Bon, on prend acte, on a pourtant l’impression que c’est un peu plus compliqué et surtout beaucoup plus vivant et passionnant que cela.
Et l’on reste carrément sur sa faim avec le contenu de la revue. Mis à part les textes de Jacques Josse, de nouveau, et d’Armand Dupuy ; et la fin de la revue, plus théorique, confectionnée par Cécile Glasman et Matthieu Gosztola, à partir de questions intéressantes (le lieu où l’on écrit, la question de l’enjambement) suscitant des réponses riches, notamment de Stéphane Bouquet, Christiane Veschambre, Béatrice Bonhomme, Aurélie Foglia, Deborah Heissler, Sabine Huynh, qu’on ne saurait vraiment classer en effet ni chez les romantiques essentialistes, ni chez les textualistes-performeurs. Mais qui sont tous, me semble-t-il, assez bien visibles dans le champ poétique contemporain.
→Elisabet Jökulsdöttir, Solstice
Un de ces ravissants petits livres comme en concocte la collection Po&psy chez Erès. Une poète islandaise, des poèmes d’amour, érotiques, le texte original que l’on savoure même si l’on a aucune idée de cette langue.
→Alexandre Hollan, Je suis ce que je vois
À peine ouvert encore ce livre prometteur, notes et réflexions au fil du temps sur la peinture, le dessin, la lumière. Reprise de trois recueils de notes publiés précédemment au Temps qu’il fait avec ajout de notes plus récentes.
Penser/Classer (Perec)
Fini ce livre, un peu déçue en fait, surtout par l’essai éponyme. À relire, une fois la déception digérée. Car il se peut qu’une forme d’attente inappropriée suscite une déception et qu’une fois celle-ci passée, on puisse revenir à ce qui fait la force du livre. L’attente est toujours dangeureuse.

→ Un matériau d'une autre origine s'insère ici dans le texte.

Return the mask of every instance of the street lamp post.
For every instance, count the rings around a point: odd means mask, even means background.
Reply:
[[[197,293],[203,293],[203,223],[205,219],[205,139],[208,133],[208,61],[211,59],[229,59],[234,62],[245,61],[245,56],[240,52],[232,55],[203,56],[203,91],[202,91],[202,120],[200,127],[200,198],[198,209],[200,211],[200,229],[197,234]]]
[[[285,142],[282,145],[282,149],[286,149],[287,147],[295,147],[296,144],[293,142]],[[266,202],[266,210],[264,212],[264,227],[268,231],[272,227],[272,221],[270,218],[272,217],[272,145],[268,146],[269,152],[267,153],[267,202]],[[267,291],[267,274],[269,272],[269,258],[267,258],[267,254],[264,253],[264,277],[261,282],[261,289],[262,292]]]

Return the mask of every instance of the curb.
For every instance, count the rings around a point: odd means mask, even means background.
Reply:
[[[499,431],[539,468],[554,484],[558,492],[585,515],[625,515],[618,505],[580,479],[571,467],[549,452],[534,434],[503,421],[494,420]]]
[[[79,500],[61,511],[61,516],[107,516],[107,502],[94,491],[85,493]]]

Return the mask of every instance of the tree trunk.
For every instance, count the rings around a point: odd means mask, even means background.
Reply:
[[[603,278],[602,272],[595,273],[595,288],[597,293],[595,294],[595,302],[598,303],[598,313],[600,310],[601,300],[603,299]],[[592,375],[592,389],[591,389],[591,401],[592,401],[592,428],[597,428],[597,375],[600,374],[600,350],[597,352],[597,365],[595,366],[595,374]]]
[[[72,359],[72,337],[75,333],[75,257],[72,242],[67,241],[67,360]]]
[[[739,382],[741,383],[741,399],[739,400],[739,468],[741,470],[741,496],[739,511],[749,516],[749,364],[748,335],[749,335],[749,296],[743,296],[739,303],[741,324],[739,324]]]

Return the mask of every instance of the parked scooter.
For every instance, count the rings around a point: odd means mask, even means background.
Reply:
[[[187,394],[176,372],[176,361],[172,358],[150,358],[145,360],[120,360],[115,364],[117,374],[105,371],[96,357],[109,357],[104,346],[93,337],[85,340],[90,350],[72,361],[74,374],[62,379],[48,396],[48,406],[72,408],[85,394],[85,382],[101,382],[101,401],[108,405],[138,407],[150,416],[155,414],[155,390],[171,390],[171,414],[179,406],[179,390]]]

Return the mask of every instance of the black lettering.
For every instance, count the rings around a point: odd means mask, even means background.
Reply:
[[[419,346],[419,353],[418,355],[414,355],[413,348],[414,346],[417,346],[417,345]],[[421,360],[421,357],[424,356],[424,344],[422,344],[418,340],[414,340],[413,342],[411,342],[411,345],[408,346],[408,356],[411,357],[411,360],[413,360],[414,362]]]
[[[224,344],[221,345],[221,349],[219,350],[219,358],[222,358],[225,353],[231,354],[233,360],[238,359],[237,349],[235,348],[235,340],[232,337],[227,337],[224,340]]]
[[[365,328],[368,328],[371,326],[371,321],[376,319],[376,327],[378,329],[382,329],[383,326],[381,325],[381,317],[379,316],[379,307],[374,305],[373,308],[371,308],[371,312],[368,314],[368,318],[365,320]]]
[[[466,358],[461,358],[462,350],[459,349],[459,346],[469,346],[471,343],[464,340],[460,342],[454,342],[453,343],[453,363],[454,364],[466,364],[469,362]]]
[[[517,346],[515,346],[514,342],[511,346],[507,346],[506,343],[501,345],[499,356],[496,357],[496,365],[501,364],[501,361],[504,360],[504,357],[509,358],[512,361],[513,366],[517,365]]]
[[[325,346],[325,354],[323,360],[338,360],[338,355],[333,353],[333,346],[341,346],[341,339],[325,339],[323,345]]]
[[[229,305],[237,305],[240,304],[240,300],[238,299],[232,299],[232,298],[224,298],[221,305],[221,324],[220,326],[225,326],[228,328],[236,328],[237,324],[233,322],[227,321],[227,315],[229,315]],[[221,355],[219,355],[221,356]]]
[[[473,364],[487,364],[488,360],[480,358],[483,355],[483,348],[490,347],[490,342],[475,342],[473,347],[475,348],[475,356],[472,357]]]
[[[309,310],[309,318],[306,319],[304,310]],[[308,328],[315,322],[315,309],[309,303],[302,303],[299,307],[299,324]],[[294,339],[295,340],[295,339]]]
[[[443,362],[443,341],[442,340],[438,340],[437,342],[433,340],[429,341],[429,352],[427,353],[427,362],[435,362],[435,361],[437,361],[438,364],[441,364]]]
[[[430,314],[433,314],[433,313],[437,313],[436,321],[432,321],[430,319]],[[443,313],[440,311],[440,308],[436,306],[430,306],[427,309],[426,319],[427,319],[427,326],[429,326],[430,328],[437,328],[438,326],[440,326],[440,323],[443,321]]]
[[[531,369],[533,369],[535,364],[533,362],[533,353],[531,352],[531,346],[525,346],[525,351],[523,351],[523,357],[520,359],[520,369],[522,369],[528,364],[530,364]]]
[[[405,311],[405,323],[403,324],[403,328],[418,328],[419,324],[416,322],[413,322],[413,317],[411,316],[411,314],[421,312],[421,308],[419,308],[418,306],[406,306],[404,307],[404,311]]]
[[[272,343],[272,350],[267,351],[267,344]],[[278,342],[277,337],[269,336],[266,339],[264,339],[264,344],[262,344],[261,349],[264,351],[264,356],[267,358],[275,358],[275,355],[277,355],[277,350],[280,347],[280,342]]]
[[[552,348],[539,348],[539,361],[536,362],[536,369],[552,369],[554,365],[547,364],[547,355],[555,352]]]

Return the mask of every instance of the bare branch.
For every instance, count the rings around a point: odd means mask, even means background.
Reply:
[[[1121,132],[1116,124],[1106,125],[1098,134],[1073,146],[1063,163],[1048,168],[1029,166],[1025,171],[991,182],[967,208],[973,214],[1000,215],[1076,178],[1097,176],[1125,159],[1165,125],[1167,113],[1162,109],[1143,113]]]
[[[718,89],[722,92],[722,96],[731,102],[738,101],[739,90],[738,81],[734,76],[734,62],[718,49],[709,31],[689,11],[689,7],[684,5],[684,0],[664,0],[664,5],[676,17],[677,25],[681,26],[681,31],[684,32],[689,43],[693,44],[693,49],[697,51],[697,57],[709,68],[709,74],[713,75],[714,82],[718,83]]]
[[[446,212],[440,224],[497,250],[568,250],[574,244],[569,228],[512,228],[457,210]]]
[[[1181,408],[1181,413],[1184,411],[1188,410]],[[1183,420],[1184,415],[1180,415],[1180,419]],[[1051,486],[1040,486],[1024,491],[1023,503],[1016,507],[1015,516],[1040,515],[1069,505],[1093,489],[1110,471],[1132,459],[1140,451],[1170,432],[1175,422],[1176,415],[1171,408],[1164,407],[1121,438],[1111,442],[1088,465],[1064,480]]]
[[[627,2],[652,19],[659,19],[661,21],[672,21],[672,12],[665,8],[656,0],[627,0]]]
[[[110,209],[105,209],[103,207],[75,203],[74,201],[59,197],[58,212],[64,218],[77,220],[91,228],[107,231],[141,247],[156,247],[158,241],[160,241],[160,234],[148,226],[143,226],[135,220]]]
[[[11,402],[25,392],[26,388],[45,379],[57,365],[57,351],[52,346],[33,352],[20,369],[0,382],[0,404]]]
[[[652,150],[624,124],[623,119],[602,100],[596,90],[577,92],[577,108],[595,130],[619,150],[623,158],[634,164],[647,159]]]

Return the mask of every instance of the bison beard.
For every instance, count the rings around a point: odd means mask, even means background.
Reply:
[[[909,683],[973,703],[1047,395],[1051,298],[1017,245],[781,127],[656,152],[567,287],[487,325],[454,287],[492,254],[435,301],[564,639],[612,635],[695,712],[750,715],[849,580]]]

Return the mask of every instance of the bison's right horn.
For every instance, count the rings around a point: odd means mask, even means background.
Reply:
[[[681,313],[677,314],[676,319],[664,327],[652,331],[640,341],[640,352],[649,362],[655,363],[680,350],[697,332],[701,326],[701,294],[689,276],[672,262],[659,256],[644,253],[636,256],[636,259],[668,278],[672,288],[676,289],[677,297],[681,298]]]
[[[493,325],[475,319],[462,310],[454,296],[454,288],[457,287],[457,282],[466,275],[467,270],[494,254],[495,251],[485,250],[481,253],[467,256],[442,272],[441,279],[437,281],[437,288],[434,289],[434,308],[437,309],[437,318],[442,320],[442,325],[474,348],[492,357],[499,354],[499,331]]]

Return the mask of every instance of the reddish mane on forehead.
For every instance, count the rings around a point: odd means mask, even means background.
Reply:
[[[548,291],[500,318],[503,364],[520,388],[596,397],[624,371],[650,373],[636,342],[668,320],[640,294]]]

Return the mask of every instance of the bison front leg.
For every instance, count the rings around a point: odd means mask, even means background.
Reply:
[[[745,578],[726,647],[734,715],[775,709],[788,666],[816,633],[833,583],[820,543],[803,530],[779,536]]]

Va-t’en, va-t’en, c’est mieux pour tout le monde (Christophe Grossi)
Beaucoup aimé le livre de Christophe Grossi. Un livre qui relate des faits qui doivent remonter à une dizaine d’année, l’époque où Christophe Grossi était représentant en librairie des éditions Solitaires Intempestifs. Il alterne plusieurs séquences, quasi road-movies, consacrées à ses déplacements professionnels, ses tournées en province dont il fait découvrir toute la difficulté, la solitude, mais aussi les temps forts et les découvertes et des intermezzi, retour au « Château », le siège des éditions. Autre tempo, il use d’ailleurs de termes musicaux dans ses titres, larghetto, andantino. Les « virées » sont plutôt presto et largement accompagnées de musiques, dont la playlist est donnée à la fin, ce qui révèle, peut-être, un goût pour les listes ?
Le son du jour
Envie de reprendre cette rubrique. Première tentative en 2010. Relever des sons, non pas les enregistrer, mais les noter. Si possible un son chaque jour.
Son, 2015, 1
Le bruit du vent dans les stores métalliques, le bruit vu du vent dans les arbres, là-bas, au-delà de la fenêtre. Le bruit rêvé du vent dans toutes sortes d’arbres.
Un dialogue autour du livre de Pierre Le Pillouër
J’envoie à Pierre Le Pillouër les notes prises en lisant ça et pas ça :
Il y a une sorte de dispositif, souvent une description, d’un personnage par exemple puis en capitales LA VOIX DIT. Une voix qui semblerait être celle de la doxa, du préjugé, du jugement à l’emporte-pièce.
Une voix intérieure, tissée de ?
Quelque chose qui parle à l’intérieur, peut-être, si l’on tient compte du magnifique exergue de St Augustin
tous néanmoins nous sommes auditeurs,
auditeurs dans cette partie secrète de nous-mêmes
où ne pénètre aucun regard humain, auditeurs dans le cœur
Parfois LA VOIX SE TAIT
Beaucoup de personnages, qui semblent aussi des stéréotypes, des clichés (et qui sont sans doute en partie des personnages de cinéma)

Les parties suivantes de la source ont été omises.